Только когда они въехали в украшенные рогами диких зверей ворота «Bushman's Hunting Lodge»,[33] она поняла, что Фредерик имел в виду совсем другое сафари. Они приехали на одну из этих огромных, обнесенных высокими заборами охотничьих ферм, о которых она читала в своих путеводителях. Гостей возили к стадам ориксов, антилоп гну, зебр и спрингбоков, где они с удобных позиций стреляли по ним, а на ужин им подавали фондю из разных сортов мяса.
За полгода до этого Фредерик признался ей, что уже давно имеет охотничью лицензию. Она приняла это сообщение довольно равнодушно. Ее уже тогда мало интересовало все, что касалось его жизни. Но он объяснил этот факт просто как живой интерес к спортивной охоте.
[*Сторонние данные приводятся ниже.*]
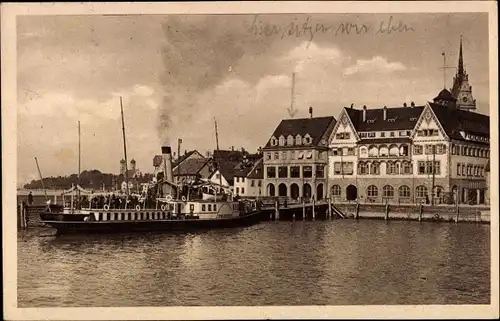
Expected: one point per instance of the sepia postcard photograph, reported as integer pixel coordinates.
(250, 160)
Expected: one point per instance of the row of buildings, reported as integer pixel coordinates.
(433, 153)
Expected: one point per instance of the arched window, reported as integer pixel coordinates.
(388, 191)
(393, 150)
(438, 191)
(406, 168)
(404, 150)
(336, 190)
(307, 139)
(363, 151)
(373, 151)
(363, 168)
(383, 150)
(372, 191)
(421, 191)
(392, 168)
(282, 140)
(404, 191)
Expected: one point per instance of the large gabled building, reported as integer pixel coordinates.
(295, 158)
(369, 147)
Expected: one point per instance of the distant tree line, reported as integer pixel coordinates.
(92, 179)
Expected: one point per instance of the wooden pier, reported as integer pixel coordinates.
(305, 210)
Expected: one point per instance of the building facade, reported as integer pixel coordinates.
(295, 158)
(431, 154)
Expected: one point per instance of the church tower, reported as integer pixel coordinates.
(461, 90)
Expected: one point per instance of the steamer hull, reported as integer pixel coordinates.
(69, 224)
Она даже не стала распаковывать чемоданы, а уже на следующий день приземлилась в качестве единственного пассажира маленького частного самолета на импровизированном аэродроме «Waterbuck Lodge»[34] небольшой туристической базы в девственном лесу с двенадцатью шикарными бунгало.
Она целыми днями наблюдала за животными на водопое. Они были такими разными — обстоятельные жирафы, торопливые и нервные спрингбоки, ленивые и высокомерно-равнодушные львы.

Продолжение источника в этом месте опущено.